From Street to Fine-Dining, Chef Herwan Setiawan From Mercure Hotel Cikini Talks About Elevated Street Food

Sunday, 17 November 2019 | 08:36 WIB
Chef Herwan Setiawan makes street food into fine-dining worth serving in upscale restaurants.

From Street to Fine-Dining: Chef Herwan Setiawan From Mercure Hotel Cikini Talks About His View in Street Food

Kitchenesia was given an opportunity to talk with Chef Herwan Setiawan. Learn how he changed bad reputation of local street food from dirty to classy. 

Kitchenesia.com - Chef Herwan Setiawan just began working at Mercure Hotel Cikini for less than a year ago. During that one year, he has been making some breakthroughs. The Jakarta-based chef uses food destined to be eaten on the street and transforms them to be fine-dining dish at four-star Mercure Hotel Cikini, Central Jakarta. Intrigued? We were too!

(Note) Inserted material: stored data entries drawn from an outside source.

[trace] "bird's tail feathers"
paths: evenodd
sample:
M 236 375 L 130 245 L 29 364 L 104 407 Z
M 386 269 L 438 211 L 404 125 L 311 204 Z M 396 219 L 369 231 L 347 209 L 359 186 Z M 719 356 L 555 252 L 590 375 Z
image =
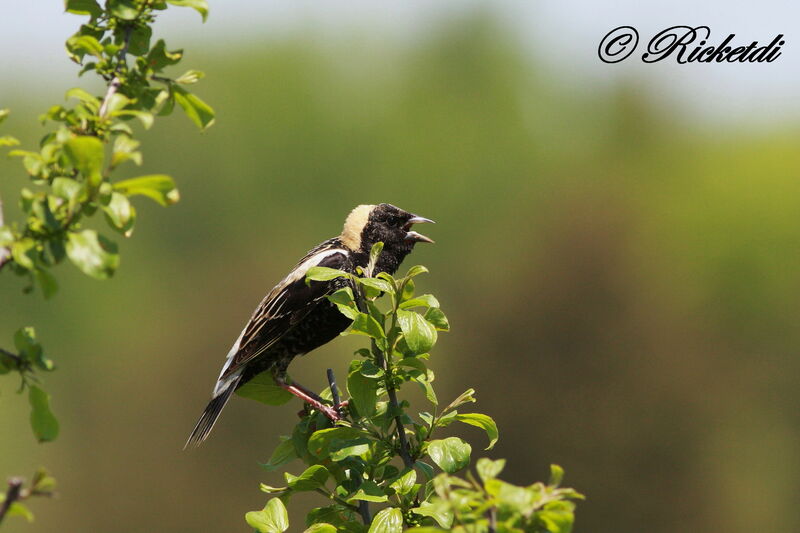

As a kid, he grew up closely with street food sold near his schools. Now that he secures the highest position in the kitchen, he brings up the memorable taste of street foods to tables of hotel guests. In the hand of the chef with 12-year-experience, cheap-looking street food looks fancy but still keeps its original taste. Even though his creation gathers good appreciation from guest, he gets a lot of hardship, too. 

From an online source, you said that "I have a mission to raise the profile of Indonesian foods, and make Mercure Cikini the only place to experience it." Then, what are they?

I really love Indonesian street foods like bakso (meatball soup) and fried rice. As a chef, I often mulled over the fact that street foods are considered as cheap and dirty. Indonesian street foods are rich in flavors whose history can be traced back to hundred years ago. They are worthy to have their class elevated.